Avoiding comparisons
Whatever else you take on board from this book, I’m absolutely certain you won’t be following the advice I’m about to give you now. Why? Because although every parenting author will suggest you DON’T compare your baby with anyone else’s, we all do it – however hard we try not to.
Mothers groups
In many ways, mothers’ groups can be a lifeline: they provide other parents to chat to, share tips with, and make friends with. The downside is that, from the word go, you’re secretly comparing your baby with theirs. You discuss things in a neutral way, but inside you’re feeling insecure. How come that baby, born 2 days before yours, is already holding her head up? Why does that child sleep through the night, while yours wakes every 3 hours no matter what you do?

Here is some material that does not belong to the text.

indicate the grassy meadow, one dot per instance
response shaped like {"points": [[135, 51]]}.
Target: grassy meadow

Have confidence in your baby
As the parenting guru Sheila Kitzinger says in her book The Year After Childbirth, the reason we compare our child with others is because we’re suffering from low self-esteem. We’re not experience yet in parenting, an it’s natural to doubt our own abilities. As time goes on, you’ll become more confident in trusting your own instincts. You will worry less about how other people’s children are doing and take your cue about how your own are doing from within yourself, not from what you see around you.
Don’t get into the habit of saying your own child is “a bit slow” or “not as advanced as yours,” because you’ll start believing it and your lack of confidence will eventually filter through to your child.
Try not to let the inevitable business of comparing your baby to others lead you to put your own child down. Remember that everyone needs someone to believe in him, and if you can’t rely on your mother and father to do this, who can you rely on? You don’t need to blind yourself to your child’s faults and failings, but don’t underestimate the importance of your support and loyalty.